I took off in my car with a full tank of gas to find specific sites in the Inland Empire. When I got within the proximity of the San Andreas Fault Line where it intersects Mill Creek Road, I expected to see a sign, maybe literal or geological. I asked a man in a truck parked
along the road, and he said, “People come all the time looking for the fault; it’s somewhere between here and a road to the south.” Like a mirage or the elusive, here, the tangible is just beyond the grasp.
Now Mystic Lake. A complete sentence or a full conjecture is created just by saying that name. Once again, when I started on my search for it in the Inland Empire, maps and GPS only tempted me toward it. Sitting on the side of Gilman Springs Road, looking toward where the lake should be, the endless trail of speeding cars and trucks pushed and pulled the soft field grass separating me from my sight line. Back at the studio, an aerial view revealed the ghost of Mystic Lake, the echoes of its original perimeter, and a small eye of water at the other end from its tail.
Both Mystic Lake and the Andreas Fault Line were among a dozen locations where regional scholars, writers and artists consider the center of the Inland Empire. Other center points, for instance, have philosophical or spiritual cores: UC Riverside and the Riverside Public Library, The Arrowhead in the San Bernardino Mountains, or Poetry Night at Back to the Grind. The center points vary by as much as 30 miles in all directions, and by defining these with concentric circles, the boundary of the Inland Empire is implied, and looks like competing Venn diagrams.
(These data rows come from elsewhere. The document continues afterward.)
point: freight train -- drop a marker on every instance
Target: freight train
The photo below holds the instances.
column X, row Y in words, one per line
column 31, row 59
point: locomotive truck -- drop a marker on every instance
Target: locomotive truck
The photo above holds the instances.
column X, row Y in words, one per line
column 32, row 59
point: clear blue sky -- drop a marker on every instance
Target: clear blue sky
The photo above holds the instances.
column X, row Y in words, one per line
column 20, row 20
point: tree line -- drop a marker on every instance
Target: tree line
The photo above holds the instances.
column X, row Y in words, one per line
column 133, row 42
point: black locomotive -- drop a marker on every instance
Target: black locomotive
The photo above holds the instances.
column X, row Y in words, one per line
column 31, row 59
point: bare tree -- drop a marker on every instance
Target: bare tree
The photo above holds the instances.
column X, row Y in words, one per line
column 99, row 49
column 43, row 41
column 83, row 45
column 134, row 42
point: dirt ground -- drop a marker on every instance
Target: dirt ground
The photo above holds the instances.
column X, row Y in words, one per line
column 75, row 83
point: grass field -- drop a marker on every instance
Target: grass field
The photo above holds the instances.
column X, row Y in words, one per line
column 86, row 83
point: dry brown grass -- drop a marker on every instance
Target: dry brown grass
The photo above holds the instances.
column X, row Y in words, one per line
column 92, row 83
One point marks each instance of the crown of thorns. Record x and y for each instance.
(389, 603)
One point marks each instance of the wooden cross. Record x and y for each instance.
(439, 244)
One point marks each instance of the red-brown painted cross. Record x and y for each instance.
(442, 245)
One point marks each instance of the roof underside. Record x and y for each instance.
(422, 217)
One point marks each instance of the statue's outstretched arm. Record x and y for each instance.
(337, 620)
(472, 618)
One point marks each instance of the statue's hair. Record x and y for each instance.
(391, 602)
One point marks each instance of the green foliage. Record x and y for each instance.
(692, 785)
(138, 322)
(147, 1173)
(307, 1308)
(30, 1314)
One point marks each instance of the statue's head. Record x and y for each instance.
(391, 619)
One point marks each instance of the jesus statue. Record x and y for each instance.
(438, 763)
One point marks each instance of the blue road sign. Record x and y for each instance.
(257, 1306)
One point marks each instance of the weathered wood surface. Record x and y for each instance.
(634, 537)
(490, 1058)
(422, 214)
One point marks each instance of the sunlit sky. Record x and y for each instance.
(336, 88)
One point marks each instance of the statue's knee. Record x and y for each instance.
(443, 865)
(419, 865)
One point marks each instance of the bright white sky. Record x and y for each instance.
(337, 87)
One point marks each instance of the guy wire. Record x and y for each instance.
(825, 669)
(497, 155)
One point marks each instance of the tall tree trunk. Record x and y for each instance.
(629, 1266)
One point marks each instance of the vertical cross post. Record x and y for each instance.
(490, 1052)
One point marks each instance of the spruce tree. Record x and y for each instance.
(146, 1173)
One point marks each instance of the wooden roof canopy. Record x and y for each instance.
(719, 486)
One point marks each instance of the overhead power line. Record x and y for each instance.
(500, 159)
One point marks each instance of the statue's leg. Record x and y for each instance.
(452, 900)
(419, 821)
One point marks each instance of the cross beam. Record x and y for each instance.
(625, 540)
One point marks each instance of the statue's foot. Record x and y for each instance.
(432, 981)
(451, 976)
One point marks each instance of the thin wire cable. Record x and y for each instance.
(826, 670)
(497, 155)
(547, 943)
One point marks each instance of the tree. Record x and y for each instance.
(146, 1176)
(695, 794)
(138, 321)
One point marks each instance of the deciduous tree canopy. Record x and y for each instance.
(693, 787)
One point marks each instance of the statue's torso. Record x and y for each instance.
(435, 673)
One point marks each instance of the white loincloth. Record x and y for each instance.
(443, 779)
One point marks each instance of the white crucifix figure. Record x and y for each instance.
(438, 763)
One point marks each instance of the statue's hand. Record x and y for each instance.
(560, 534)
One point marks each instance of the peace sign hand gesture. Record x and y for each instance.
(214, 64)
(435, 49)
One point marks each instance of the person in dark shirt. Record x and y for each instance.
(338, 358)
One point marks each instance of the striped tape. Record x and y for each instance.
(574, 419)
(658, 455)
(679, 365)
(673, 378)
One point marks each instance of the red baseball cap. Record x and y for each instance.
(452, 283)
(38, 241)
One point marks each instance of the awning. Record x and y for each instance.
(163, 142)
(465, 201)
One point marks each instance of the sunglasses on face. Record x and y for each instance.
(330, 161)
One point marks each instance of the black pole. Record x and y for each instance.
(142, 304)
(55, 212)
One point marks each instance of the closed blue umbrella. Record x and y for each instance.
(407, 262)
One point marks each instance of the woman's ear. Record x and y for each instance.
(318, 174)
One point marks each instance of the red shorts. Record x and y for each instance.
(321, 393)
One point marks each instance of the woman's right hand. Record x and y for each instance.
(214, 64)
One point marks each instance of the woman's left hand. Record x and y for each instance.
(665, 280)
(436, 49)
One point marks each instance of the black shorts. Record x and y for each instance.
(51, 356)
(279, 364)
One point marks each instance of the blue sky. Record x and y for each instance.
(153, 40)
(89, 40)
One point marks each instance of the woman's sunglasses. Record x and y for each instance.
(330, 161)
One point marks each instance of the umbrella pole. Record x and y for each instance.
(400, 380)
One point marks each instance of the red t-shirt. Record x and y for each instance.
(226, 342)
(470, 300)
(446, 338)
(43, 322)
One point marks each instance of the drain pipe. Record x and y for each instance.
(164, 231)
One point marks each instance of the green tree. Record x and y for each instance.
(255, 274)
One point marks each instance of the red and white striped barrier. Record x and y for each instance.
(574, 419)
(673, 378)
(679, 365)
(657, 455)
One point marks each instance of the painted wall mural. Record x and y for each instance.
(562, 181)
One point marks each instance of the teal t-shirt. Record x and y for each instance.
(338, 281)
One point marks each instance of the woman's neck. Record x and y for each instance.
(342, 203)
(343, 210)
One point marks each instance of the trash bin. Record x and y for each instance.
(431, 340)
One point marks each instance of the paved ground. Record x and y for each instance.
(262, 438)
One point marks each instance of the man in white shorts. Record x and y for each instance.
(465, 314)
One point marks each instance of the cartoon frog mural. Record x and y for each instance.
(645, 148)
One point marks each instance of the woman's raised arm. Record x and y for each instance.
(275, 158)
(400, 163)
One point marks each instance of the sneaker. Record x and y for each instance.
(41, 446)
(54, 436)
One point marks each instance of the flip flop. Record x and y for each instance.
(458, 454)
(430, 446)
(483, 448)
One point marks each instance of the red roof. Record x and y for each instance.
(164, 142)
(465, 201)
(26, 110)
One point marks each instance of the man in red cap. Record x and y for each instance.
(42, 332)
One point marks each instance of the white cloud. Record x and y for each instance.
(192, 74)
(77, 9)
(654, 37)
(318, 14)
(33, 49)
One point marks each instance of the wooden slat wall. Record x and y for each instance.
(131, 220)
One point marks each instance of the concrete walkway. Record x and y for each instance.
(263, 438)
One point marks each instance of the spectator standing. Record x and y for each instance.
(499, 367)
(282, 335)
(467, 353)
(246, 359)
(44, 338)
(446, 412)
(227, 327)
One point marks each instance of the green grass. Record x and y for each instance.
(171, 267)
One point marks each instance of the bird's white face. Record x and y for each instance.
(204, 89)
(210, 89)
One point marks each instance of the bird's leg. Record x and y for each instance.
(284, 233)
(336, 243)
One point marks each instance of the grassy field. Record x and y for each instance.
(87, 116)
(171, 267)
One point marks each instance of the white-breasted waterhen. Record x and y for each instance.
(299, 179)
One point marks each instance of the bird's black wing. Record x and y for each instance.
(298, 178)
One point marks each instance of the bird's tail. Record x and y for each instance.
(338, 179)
When I was in search of the San Andreas, I showed a man my map of the Inland Empire, and his first comment was that Adelanto wasn’t included. He said, “Adelanto is where you go to die.” When I asked if that was a saying (like the Japanese version, “See Nikko and die”), he said that “Apple Valley is where everyone is all happy, and then Victorville is where the mall is, and Adelanto, well, everything is gray.”
Again back at the studio, Adelanto became an important location, and my personal goal was to make sure it held its place in the map I was creating. Checking online, the Google side bar for the town shows a gray house swallowed by desolation and punctuated by a blue and green trash cans. The city boundary looks like a hieroglyph. But digging further, there are many photos of this city’s sign:
Welcome City of Adelanto
THE CITY WITH UNLIMITED POSSIBILTIES
I have no room in my heart for cynicism though surrounded by it in my profession and politics. Adelanto’s city sign represents the hope and dignity that we hold to appreciate life. My journeys as a visitor to these sites and sister sites, unfold intangible places that hold memory and yes, possibilities. Held in the framework of a table, photography, and sculptural vessels is the Inland Empire as I would seek it, like trying to grasp in my hand the spots floating from my eyes. The Map is a Legend (Equidistant Inland Empire) embraces a hypothetical journey.